Email of the day on investing in 5G
good morning Eoin I enjoy every morning your briefing - thanks! could you guide me to an ETF which invests in the most promising companies benefitting from 5 G technology development? thanks, and greetings from Switzerland.
Thank you for this question which may be of interest to subscribers. With an infrastructure build on the scale of what is necessary to get up and running with 5G the first moves were the infrastructure companies. South Korea was first to launch a nationwide network and China followed last year. Europe and the USA are lagging significantly. Latin America and Africa are even farther behind.
The early leaders were Huawei, Cisco Systems, Nokia and Ericsson. However, they have not performed in the same manner as the cloud computing companies have. That suggests the opportunity has already passed them by or they are experiencing a severe lag.

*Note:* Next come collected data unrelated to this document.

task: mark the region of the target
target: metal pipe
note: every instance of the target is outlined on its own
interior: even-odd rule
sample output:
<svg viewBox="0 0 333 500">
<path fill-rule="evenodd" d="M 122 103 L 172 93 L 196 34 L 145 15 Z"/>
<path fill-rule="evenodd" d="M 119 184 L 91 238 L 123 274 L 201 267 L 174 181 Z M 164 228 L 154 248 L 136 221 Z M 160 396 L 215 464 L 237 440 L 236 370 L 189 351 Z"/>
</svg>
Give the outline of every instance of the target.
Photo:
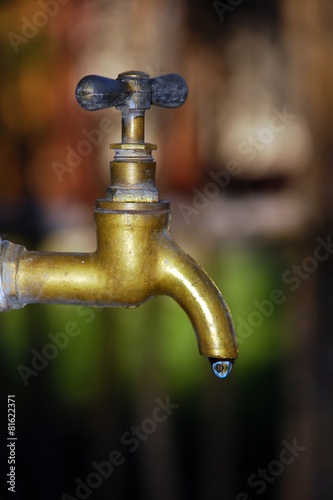
<svg viewBox="0 0 333 500">
<path fill-rule="evenodd" d="M 92 254 L 29 252 L 2 242 L 1 310 L 30 303 L 130 307 L 169 295 L 188 315 L 200 353 L 234 361 L 230 312 L 203 269 L 172 240 L 168 203 L 100 200 L 95 219 Z"/>
</svg>

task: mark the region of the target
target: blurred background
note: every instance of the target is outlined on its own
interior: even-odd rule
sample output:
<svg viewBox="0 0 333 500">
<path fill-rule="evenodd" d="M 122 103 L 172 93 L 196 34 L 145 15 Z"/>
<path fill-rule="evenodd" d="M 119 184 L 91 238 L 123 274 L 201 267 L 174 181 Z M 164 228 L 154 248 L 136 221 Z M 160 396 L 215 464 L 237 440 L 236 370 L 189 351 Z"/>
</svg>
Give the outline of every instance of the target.
<svg viewBox="0 0 333 500">
<path fill-rule="evenodd" d="M 0 498 L 8 394 L 19 499 L 333 498 L 332 28 L 329 0 L 1 1 L 0 236 L 94 251 L 120 113 L 83 111 L 76 84 L 181 74 L 186 104 L 151 109 L 146 140 L 172 235 L 227 300 L 239 360 L 214 377 L 164 297 L 3 313 Z M 41 361 L 68 325 L 78 334 Z M 178 407 L 152 424 L 167 398 Z M 121 464 L 91 476 L 114 450 Z"/>
</svg>

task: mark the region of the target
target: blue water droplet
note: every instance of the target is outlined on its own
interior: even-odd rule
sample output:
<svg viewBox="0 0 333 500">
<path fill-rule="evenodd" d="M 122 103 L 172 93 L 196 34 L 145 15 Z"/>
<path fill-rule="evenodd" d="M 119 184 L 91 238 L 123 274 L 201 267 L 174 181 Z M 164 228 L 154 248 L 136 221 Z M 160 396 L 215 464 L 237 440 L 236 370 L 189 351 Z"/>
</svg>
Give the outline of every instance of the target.
<svg viewBox="0 0 333 500">
<path fill-rule="evenodd" d="M 233 367 L 232 361 L 215 361 L 212 362 L 214 374 L 219 378 L 226 378 L 230 375 Z"/>
</svg>

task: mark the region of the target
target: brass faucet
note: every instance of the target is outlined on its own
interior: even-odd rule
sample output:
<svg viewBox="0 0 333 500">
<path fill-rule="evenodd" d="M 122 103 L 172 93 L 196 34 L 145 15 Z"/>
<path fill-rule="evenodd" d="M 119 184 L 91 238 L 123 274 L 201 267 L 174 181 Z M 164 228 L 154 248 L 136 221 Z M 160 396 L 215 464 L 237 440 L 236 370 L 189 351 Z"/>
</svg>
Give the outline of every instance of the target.
<svg viewBox="0 0 333 500">
<path fill-rule="evenodd" d="M 155 187 L 156 145 L 144 142 L 152 104 L 175 108 L 187 98 L 175 74 L 150 79 L 139 71 L 116 80 L 86 76 L 76 98 L 86 110 L 122 112 L 122 142 L 112 144 L 111 186 L 97 200 L 94 253 L 30 252 L 0 238 L 0 312 L 26 304 L 134 308 L 157 295 L 174 298 L 190 318 L 200 354 L 224 378 L 237 358 L 232 318 L 204 270 L 172 240 L 170 205 Z"/>
</svg>

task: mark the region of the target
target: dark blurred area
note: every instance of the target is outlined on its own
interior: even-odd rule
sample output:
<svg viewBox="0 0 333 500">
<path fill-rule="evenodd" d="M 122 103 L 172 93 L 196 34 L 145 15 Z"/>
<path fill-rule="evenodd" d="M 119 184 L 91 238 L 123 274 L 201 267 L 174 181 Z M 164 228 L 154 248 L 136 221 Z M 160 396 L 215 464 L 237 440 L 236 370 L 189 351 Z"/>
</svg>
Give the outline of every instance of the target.
<svg viewBox="0 0 333 500">
<path fill-rule="evenodd" d="M 332 2 L 3 0 L 0 30 L 0 236 L 94 251 L 121 120 L 76 84 L 179 73 L 188 100 L 148 111 L 146 140 L 239 337 L 218 380 L 169 298 L 1 314 L 0 498 L 15 394 L 18 499 L 331 500 Z"/>
</svg>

Qualcomm is about the only components manufacturer that has been a significant beneficiary of the build out phase.
The big difference 5G delivers is the reduction or removal of lag. We’ve all experienced speed enhancements in the past but lag has been a persistent obstacle to real-time monitoring. Anyone who has ever watched a webcam https://explore.org/livecams/brown-bears/brown-bear-salmon-cam-brooks-falls or been or Skype call, much less a video call, or played an online game is familiar with lags between when an action is made and when the change is evident on the screen. 5G gets rid of that. It enables real time remote control and monitoring of every connected device.
Intuitive Surgical was originally conceived as a solution for remote control hospitals in warzones. It was thought that a local surgeon could operate on wounded soldiers without having to be in the foreign country. They built the surgical robot but internet connections were in no way ready to handle demand for real time data. 5G could change that.
That kind of change suggests the big beneficiaries from the rollout of 5G will be the companies that can sell products over the network. That is still cloud computing because the removal of lag and the speed enhancements will make remote work, remote control of physical assets and the buildout of artificial intelligence applications seamless.
The First Trust Cloud Computing ETF has been consolidating above the previous peak for the last six weeks. A sustained move below the trend mean would be required to question potential for continued upside.